BU BENDEKİ GÖNÜL

Gönül, bir insanın kalbi duyguları, bazen de nefsi istekleridir. Duygularının dili, gözlerinin bakış açısıdır. İnsanın yüreğinde bir tahta oturmuş sultana benzer. Onun istekleri çoğu zaman hayata geçirilir. Âşık olur, sevdasıyla yanıp kavrulur. Kalem olur dile gelir ve şiirler, en güzel kompozisyonlar yazdırır.

Gönül, bazen azgın bir çağlayan olur. Önüne set çektirmez. Sahibini geri dönülmez duygular içinde bırakır ve bir şair edası içinde: “Bütün gezegenleri tuğla yapsam, düşen karı, yağmurla karıştırsam, üşenmeden bir bina oluştursam, bu gönül sarayımdan küçük olur.” Diye önemini belirtir.

İnsan, yaşadığı ömür içerisinde gönlünü hiç susturamaz ve dizelerinin diliyle seslenir: “Şimşeklerden mumlar diksem soframa, yıldızlardan ekmek kessem soframa, sütüm bile, kuştan eksik olmasa, doymaz, gönül açlığıma az olur.“ diyerek gönlüne bağlılığını ifade eder.

Aslında gönlü konuşturur sahibini: “Bu bendeki gönül, aç ve uykusuz, şu kurumuş çöllerden daha susuz, doymak ister, kana kana su içmek, dünyadaki göze kurur, toz olur.” Sözleriyle onun hasretini dillendirir. Sonra da yüreğinin tahtına oturtur: “Gönlümün gözyaşında boğulurum! Binlerce sevgiye hamal olurum, bir damla aşka, fedadır gururum, yüreğim kanar, mızraba saz olur.”    

Gönül, her konuda bir açlık merkezidir adeta. Nefsine uyum sağladığı zaman, sınırsız doyumsuz isteksizliğin arayışı içinde de olabilir. Şayet kendisini yaratanını anımsadığında, O’na karşı da mülayim duygular besler ve itaatini, huşu içinde gösterebilir

İnsan gönlü sınırsız isteklerin her yoluna açıktır. Onun her isteğini yerine getirecek olursak, kanaat diye bir şey kalmaz. Hayatımızın genelini akıl almaz yanlışlıklar kaplar. Bazı insanlar “madem bu dünyaya geldik, madem yaşıyoruz, o halde gönlüne eseni yapacaksın” gibi bir yanlış inancın içerisine girerler.

İnsan, her aklına eseni yapamaz. Çünkü kendi üzerine düşen bir takım sorumlulukları vardır. Bu sorumluluk ya kendine, ya ailesine, ya da çevresine karşıdır. Gönül ister ama aklına eseni değil, hak ve hukuku gözeterek istemesi gerekir.
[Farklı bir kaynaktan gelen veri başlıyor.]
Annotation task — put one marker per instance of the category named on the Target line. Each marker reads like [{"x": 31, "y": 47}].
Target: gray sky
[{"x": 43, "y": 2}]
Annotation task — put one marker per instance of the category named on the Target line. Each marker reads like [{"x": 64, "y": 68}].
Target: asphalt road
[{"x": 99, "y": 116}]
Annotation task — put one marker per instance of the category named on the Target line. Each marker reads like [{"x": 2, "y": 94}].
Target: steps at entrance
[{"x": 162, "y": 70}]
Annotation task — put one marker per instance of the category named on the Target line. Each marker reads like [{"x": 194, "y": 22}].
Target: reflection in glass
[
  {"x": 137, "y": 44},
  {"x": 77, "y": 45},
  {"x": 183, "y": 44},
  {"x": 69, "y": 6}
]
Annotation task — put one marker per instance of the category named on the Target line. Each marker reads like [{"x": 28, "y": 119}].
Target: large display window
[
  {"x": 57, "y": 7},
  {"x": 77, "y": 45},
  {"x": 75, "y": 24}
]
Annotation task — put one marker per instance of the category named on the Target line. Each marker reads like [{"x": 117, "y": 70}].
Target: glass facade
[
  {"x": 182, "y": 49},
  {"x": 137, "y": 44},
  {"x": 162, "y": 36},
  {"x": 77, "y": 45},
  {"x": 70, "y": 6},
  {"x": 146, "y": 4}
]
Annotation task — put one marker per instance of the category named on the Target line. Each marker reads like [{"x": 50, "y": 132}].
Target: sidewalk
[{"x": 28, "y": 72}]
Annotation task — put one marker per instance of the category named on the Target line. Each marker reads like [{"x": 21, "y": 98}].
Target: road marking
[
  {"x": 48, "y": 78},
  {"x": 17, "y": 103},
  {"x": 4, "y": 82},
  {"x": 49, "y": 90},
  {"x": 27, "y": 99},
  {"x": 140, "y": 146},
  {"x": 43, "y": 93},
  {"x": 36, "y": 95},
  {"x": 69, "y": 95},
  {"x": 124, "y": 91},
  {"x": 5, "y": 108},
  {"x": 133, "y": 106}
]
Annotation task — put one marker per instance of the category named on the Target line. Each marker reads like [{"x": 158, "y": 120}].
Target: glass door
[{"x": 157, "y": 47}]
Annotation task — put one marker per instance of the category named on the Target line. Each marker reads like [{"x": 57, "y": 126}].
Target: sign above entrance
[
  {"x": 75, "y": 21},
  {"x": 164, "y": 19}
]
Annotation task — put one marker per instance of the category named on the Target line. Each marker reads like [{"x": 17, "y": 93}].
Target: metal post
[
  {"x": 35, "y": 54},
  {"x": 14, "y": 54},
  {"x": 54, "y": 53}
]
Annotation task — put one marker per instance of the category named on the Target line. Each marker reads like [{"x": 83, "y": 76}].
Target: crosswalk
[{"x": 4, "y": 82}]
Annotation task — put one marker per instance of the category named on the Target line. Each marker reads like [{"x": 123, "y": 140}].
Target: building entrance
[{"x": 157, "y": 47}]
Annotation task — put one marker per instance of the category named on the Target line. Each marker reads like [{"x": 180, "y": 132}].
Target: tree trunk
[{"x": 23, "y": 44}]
Evet, her şey bir adım, Ölmek mi? Her şeye rağmen yaşamak mı? Gönlüne esti diye bir adımla ölümü seçebilirsin. Uçurum korkunç mu geldi? Belki bir adımla bir arabanın altında da kalabilirsin. Ya da bir adımla birçok can alan tren raylarının altında. Ya da bir hareketle ilaç kutusuna sarılıp hepsini içmek de isteyebilirsin.

Bütün bunlar gönlün esti diye ama kendini gökyüzüne bırakıp bu güzelim mavilikte ölmek belki de daha çok hoşuna gider ne dersin? Şimdi elini bırakıyorum ve sen seç ama adımını atmadan önce geçmiş için mi? Gelecek için mi? Sorusunun cevabını ver ki, gönlüne hayatın en mükemmeli dolsun.

Friedrich von Schiller “Kendini tanıtmak istiyorsan, başkalarının davranışlarına dikkat et. Başkalarını anlamak istiyorsan, kendi gönlüne bak.” Der. Ki, ne kadar haklıdır. Başkalarından gelmesini istemediğimiz bir zarardan nasıl hoşlanılmıyorsa, bizimde başkalarına karşı zararları gönlümüze indirmeden bir davranış sergilememiz gerekir.